London Bridge Tower, designed by Italian architect Renzo Piano, has finally been granted planning approval by deputy prime minister John Prescott.
Dubbed the Shard of Glass, the mixed-use tower would rise to a height of 310 m on the south bank of London Bridge, making it the UK's tallest building. However, its links to the proposed redevelopment of London Bridge station, which lies alongside it and has also won approval, still need to be sorted out.

In giving his go-ahead for the tower, Prescott said he concurred with the findings of his planning inspector John Gray, after the planning inquiry completed last May.

Gray cited several grounds for going ahead with the scheme. These were that the quality of the design made the building's unparalleled size acceptable, that the tower would not form a disruptive backdrop to St Paul's Cathedral when viewed from north London and that it would not harm the character or setting of the Tower of London.

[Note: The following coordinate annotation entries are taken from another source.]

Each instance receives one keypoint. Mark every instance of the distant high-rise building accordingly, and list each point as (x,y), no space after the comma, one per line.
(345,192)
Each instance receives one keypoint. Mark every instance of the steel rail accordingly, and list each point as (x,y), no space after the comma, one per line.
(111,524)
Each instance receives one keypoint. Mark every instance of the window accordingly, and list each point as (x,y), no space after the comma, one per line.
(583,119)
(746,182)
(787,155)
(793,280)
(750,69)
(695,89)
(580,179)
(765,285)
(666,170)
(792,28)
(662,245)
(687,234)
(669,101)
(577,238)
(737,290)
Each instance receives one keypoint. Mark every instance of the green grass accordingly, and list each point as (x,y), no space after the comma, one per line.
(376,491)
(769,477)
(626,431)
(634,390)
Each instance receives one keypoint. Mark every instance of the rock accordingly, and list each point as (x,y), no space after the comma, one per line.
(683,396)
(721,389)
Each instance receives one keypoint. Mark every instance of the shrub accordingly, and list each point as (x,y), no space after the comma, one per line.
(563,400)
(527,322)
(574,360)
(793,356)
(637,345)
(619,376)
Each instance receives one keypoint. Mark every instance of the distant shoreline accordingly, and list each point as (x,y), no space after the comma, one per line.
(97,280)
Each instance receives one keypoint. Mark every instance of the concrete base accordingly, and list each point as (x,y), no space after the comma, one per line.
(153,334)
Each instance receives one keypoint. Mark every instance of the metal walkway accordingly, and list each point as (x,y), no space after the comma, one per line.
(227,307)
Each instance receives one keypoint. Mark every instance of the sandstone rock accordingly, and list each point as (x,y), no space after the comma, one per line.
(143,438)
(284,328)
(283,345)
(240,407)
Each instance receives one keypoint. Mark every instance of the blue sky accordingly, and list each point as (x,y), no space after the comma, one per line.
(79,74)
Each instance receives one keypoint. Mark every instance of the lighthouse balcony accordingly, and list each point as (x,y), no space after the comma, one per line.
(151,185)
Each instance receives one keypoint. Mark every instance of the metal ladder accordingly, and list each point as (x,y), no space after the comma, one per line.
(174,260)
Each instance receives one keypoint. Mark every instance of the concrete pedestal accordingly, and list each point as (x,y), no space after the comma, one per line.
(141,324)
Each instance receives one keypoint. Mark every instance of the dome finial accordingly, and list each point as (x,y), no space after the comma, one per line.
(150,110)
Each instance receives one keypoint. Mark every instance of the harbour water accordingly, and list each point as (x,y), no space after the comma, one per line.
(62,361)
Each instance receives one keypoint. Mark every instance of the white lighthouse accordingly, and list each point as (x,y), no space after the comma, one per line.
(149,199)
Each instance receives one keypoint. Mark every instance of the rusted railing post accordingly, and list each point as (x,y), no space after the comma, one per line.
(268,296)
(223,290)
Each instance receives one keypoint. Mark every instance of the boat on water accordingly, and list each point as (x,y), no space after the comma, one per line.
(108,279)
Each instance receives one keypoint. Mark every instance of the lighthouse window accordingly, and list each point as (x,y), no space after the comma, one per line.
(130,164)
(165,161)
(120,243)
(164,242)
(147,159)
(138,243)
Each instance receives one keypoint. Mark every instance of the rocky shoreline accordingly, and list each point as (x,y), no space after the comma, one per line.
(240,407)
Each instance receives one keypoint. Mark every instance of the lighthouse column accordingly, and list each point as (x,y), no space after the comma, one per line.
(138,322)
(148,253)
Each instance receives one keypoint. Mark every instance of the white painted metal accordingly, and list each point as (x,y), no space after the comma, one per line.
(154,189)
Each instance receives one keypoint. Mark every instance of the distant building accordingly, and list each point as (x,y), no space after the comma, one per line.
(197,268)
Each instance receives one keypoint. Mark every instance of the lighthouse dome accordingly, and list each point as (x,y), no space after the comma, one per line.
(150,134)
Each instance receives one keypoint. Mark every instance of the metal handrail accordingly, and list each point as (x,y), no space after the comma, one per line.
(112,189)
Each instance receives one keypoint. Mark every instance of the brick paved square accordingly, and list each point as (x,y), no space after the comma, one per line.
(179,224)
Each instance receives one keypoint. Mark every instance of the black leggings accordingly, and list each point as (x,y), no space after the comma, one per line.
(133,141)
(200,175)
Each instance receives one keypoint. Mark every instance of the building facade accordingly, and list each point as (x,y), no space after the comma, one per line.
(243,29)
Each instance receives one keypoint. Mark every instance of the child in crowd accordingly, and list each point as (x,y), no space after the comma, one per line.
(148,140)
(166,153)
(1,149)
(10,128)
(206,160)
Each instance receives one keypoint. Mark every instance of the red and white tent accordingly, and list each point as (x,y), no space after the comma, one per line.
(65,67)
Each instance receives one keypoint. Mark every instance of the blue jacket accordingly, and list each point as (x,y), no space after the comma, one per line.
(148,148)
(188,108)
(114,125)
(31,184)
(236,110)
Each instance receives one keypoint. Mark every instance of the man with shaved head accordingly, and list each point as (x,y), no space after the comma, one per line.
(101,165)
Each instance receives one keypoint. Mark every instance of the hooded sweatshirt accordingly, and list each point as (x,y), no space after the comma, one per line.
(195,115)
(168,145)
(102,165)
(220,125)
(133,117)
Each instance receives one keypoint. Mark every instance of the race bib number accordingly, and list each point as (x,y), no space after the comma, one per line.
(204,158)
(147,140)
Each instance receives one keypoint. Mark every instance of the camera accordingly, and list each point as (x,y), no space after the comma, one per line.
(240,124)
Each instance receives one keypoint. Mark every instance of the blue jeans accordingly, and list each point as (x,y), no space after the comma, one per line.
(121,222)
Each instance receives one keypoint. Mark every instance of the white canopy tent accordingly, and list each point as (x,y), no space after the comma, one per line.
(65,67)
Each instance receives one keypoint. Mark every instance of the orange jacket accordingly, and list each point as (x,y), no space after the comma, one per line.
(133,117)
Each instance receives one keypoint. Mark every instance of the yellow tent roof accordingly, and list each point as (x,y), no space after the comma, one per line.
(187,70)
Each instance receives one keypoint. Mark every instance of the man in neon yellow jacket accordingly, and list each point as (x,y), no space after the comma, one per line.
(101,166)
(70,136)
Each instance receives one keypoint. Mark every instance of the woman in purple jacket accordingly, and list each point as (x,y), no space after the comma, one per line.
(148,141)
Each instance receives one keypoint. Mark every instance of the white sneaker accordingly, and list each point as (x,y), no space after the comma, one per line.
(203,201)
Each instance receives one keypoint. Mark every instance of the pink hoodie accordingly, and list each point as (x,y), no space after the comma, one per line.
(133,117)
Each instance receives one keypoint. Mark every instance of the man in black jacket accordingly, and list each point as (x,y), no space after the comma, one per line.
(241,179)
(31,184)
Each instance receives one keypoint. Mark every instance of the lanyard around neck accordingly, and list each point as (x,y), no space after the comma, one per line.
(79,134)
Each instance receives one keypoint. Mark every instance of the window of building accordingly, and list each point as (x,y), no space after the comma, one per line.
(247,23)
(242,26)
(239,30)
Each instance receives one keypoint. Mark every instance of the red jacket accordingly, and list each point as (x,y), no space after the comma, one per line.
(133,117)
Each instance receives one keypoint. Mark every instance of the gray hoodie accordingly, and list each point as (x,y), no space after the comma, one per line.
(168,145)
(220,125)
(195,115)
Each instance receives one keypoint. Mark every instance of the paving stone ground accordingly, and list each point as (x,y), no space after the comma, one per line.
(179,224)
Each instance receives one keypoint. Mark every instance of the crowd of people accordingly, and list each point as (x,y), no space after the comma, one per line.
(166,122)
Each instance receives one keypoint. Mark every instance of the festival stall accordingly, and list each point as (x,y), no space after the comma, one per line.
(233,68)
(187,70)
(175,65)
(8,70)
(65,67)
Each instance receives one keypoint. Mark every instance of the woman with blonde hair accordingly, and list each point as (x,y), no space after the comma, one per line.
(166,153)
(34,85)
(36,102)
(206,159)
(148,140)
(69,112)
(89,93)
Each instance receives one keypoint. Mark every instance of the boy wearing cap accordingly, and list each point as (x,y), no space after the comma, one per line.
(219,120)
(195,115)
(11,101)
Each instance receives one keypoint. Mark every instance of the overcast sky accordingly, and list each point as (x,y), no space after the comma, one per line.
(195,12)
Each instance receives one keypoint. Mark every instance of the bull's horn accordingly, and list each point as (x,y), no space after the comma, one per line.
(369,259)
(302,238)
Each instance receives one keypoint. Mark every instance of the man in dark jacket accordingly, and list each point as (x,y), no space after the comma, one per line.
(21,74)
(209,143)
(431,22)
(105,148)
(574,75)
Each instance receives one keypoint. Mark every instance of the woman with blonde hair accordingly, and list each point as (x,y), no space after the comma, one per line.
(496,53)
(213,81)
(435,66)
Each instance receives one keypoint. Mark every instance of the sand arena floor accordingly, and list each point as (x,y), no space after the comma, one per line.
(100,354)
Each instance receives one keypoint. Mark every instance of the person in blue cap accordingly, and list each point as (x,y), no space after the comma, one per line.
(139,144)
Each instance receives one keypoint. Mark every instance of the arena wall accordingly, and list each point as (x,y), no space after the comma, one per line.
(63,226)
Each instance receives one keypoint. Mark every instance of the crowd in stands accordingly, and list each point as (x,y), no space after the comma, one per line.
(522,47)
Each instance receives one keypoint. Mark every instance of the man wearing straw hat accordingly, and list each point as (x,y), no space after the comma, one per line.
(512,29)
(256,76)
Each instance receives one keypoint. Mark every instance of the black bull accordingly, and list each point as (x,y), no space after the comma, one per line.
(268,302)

This was in response to strong opposition by English Heritage, which was concerned about the building's height and the views of St Paul's and the Tower of London.

Fred Manson, former regeneration director of Southwark council, said that it was essential to have proper connections between the tower and the rebuilt station, particularly since the government had shelved its Thameslink rail improvement scheme, designed by TP Bennett.

"Network Rail has to understand that someone has to come up with a better scheme for the station, and Piano has done some attractive sketches," he said. "The interested parties should plan the right thing."